This year marks the 15th anniversary of Great Lake Swimmers, but the Toronto-based folk-rock unit led by singer-songwriter Tony Dekker continues to look toward the future with its latest release, The Waves, The Wake, out now on Nettwerk Records.
Abandoning the acoustic guitar, the new collection of songs sees the group branching out to include new sounds such as harp, lute, pipe organ, woodwinds, congas and marimbas, alongside the more familiar flecks and chimes of the banjo, piano, and 12-string electric guitar. The stunning acoustics of the historic, 145-year-old Bishop Cronyn Memorial Church in London, Ontario lend the atmospheric touch to the album, under the guidance of co-producer Chris Stringer.
The record is augmented by some notable names, including arrangements by Drew Jurecka and electric guitar appearances both atmospheric and spirited by Kevin Kane of The Grapes Of Wrath. Longtime collaborators Erik Arnesen (banjo, guitar), Bret Higgins (bass), and Josh Van Tassel (percussion) also contribute their considerable musicianship.
Great Lake Swimmers have twice been nominated for Juno Awards, have been shortlisted for the Polaris Prize, and won a Canadian Indie Award for Favourite Folk/Roots Artist/Group. They have shared the stage as support for such musical luminaries as Robert Plant, Feist, and Calexico, and have appeared as headliners for many of Canada’s major folk festivals. Their relentless touring schedule and countless live shows have helped them develop devoted fan bases across around the world.
Tony Dekker took some time to speak with us as the band kicks off its North American tour in support of The Waves, The Wake, which culminates with a show at Toronto’s Danforth Music Hall on Nov. 23. For full dates, go to greatlakeswimmers.com.
How did you decide to record The Waves, The Wake at Bishop Cronyn Church in London, Ontario?
A few years back we played a show at one of our favourite venues, the Aeolian Hall in London, and they told us about a church they had begun managing in conjunction with the El Sistema music program, how acoustically beautiful it was, and would we like to see it? I was immediately taken with the sound of it and knew right away I wanted to try recording something there. It’s a unique sounding space with giant wooden beams and a vaulted ceiling, not to mention a fully functioning pipe organ, which also found its way onto the album. It was a nice confluence of working with good people, too.
What songs on the new album are you particularly proud of?
I think the ones where we took more away than we added. “The Real Work” is a good example of that. There’s a very loose arrangement, but it’s also really scaled back. It seemed to work better as we carved more out of it.
The sound of the album is much broader than the stripped-down live shows you've been doing recently.

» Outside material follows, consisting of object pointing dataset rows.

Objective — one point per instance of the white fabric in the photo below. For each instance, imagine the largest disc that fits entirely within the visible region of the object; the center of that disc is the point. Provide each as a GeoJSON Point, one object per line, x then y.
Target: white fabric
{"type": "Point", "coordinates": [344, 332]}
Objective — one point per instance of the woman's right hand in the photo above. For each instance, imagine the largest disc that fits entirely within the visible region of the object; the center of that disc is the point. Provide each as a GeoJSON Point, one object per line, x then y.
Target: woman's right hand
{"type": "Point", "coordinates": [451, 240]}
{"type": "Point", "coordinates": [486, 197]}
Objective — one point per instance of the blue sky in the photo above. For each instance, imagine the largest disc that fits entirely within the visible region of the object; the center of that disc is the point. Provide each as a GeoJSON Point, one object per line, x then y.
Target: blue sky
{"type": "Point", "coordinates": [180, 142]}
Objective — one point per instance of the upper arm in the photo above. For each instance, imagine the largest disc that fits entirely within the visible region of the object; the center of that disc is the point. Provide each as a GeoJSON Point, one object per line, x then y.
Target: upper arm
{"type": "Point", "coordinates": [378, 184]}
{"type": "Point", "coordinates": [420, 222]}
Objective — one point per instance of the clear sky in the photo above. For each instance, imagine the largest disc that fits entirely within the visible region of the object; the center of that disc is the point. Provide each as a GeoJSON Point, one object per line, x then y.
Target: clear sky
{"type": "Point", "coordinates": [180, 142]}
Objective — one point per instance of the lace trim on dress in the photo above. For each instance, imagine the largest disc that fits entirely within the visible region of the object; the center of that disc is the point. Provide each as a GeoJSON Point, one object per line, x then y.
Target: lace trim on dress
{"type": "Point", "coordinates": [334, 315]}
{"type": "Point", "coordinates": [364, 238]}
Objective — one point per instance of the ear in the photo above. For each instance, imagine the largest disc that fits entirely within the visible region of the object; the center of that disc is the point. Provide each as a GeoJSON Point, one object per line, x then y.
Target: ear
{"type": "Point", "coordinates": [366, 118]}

Did you have a sonic vision in mind as you went into making this record?
When I sat down to discuss the project with Chris Stringer, who co-produced the album, it was important to me to approach things in a more minimal way than we have done in the recent past, but there’s definitely an eclectic mix of acoustic instruments like marimbas, harp, lute, congas, and woodwinds that are new to our sound. We’ve been rehearsing the new songs with a new five-piece band, and the idea is to approach the live show the same way we approached making the record, keeping things at a quiet intensity and allowing for the nuances of the songs shine through.
What's been the biggest change in your life over the past year?
Being a new parent is undoubtedly part of a larger change in perspective for me in the past year or so. I think the beginnings of that shift and a turn towards some clarity has coincided with the writing of this record to a certain extent. Focusing on a higher level of conscious thought and trying to exist thoughtfully in the present moment has become important to me.
What song by another artist do you wish you had written?
“Cast Your Fate To The Wind” by Vince Guaraldi.